France announced its decision to oppose the five-year renewal of authorisation for Glyphosate, a controversial weedkiller, after the European Commission tabled its proposal on November 8 following the weekly College meeting of the Commissioners in Brussels.
“France’s position is three years,” Environment Minister Nicolas Hulot told reporters on November 8 after the College of the Commissioners met to discuss the way forward. The meeting followed the rejection of a 10-year renewal proposal by the EU-28 member states during a Standing Committee on Plants, Animals, Food and Feed (SCoPAFF) on October 25.
Hulot told reporters France supports a three-year renewal of the authorisation, which expires on December 15. He said France is “aiming for an end” go Glyphosate’s use.

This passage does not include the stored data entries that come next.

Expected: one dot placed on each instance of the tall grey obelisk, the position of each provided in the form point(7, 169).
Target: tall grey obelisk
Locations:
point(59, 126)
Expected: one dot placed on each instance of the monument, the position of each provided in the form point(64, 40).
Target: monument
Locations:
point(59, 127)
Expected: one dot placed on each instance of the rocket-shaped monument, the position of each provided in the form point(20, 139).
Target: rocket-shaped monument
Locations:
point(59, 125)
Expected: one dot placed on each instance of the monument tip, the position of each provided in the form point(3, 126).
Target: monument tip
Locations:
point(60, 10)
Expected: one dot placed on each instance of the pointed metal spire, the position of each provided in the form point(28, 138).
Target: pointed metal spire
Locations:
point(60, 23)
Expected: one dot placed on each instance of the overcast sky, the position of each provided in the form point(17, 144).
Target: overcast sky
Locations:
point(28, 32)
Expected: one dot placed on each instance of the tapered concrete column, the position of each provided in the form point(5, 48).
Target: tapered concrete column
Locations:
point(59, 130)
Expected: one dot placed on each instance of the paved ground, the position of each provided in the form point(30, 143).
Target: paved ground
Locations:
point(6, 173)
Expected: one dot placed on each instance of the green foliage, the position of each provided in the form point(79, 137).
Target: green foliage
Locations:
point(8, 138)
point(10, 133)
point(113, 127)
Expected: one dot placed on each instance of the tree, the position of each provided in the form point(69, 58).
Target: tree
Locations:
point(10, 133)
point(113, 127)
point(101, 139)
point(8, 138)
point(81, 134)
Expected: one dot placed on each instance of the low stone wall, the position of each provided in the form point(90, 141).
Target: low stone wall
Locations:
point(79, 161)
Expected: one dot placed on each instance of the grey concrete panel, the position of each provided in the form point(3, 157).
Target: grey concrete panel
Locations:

At the same time, the French minister expressed his sympathy for farmers who are “overwhelmed by all the constraints imposed on them,” as many of them continue to support that not prolonging the use of Monsanto’s herbicide will have a great impact on prices, resulting to the push-up of food prices.
According to the British Crop Protection Association, banning Glyphosate without a phase-out period that the European Commission is proposing, wheat production would fall by 20%.
France’s “non” to the proposed five-year period, left the November 9 Standing Committee on Plants, Animals, Food and Feed meeting without any hope, if Paris decides not to approve the Berlaymont’s latest proposal.